Stanley William Tracey  (30 December 1926 – 6 December 2013) was a British jazz pianist and composer, whose most important influences were Duke Ellington and Thelonious Monk. Tracey's best known recording is the 1965 album Jazz Suite Inspired by Dylan Thomas's "Under Milk Wood", which is based on the BBC radio drama Under Milk Wood, by Dylan Thomas.

Early career
The Second World War meant that Tracey had a disrupted formal education, and he became a professional musician at the age of sixteen as a member of an ENSA touring group playing the accordion, his first instrument. He joined Ralph Reader's Gang Shows at the age of nineteen, while in the RAF and formed a brief acquaintance with the comedian Tony Hancock. Later, in the early 1950s, he worked in groups on the transatlantic liners Queen Mary and Caronia and toured the UK in 1951 with Cab Calloway. By the mid-1950s, he had also taken up the vibraphone, but later ceased playing it. At this time he worked widely with leading British modernists, including drummer Tony Crombie, clarinettist Vic Ash, the saxophonist-arranger Kenny Graham and trumpeter Dizzy Reece.

In February 1957, he toured the United States with Ronnie Scott's group, and became the pianist with Ted Heath's Orchestra in September for two years (1958–59), including a US tour with singer Carmen McRae.
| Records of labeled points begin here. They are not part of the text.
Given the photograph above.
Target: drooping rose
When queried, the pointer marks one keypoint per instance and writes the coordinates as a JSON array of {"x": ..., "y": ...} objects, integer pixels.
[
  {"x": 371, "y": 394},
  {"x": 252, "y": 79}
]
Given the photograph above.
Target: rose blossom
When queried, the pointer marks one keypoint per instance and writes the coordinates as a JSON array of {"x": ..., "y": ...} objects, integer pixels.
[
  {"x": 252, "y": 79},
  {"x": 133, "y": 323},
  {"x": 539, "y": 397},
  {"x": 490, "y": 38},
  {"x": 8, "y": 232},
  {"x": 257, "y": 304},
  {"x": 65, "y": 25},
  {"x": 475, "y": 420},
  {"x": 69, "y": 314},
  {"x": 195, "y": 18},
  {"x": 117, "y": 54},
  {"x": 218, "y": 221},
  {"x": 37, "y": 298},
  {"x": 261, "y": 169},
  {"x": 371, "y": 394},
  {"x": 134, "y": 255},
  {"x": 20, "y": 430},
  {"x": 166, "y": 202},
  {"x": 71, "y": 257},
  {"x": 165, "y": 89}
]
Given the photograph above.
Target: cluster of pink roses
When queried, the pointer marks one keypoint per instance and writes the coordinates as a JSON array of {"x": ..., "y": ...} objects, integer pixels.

Although Tracey disliked Heath's music, he gained a regular income and was well featured as a soloist on both piano and vibes, and contributed compositions and arrangements that stayed in the Heath book for many years. The following year he recorded his first album as leader, Showcase, for English Decca (also Heath's label) and Little Klunk in 1959; he had first recorded in 1952 with the trumpeter Kenny Baker. At Decca Records, Tracey met his future wife, Jackie Buckland (3 April 1929 – 13 August 2009); the couple had two children Clark and Sarah.

At Ronnie's and the Under Milk Wood LP
From March 1960 until about 1967 (some sources give 1968), Tracey was the house pianist at Ronnie Scott's Jazz Club in Soho, London, and he had the opportunity to accompany many of the leading musicians from the US who visited the club. Recordings of some of these performances appeared on LP, while others appeared on the Jazz House and Harkit labels, recorded by the journalist Les Tomkins, but with non-professional recording equipment. Which working at Scott's club, Tracey gained some high-profile admirers; Sonny Rollins asserted at one concert: "Does anyone here know how good he is?". It is Tracey on piano that film viewers hear behind Rollins on the soundtrack of the Michael Caine version of Alfie (1966).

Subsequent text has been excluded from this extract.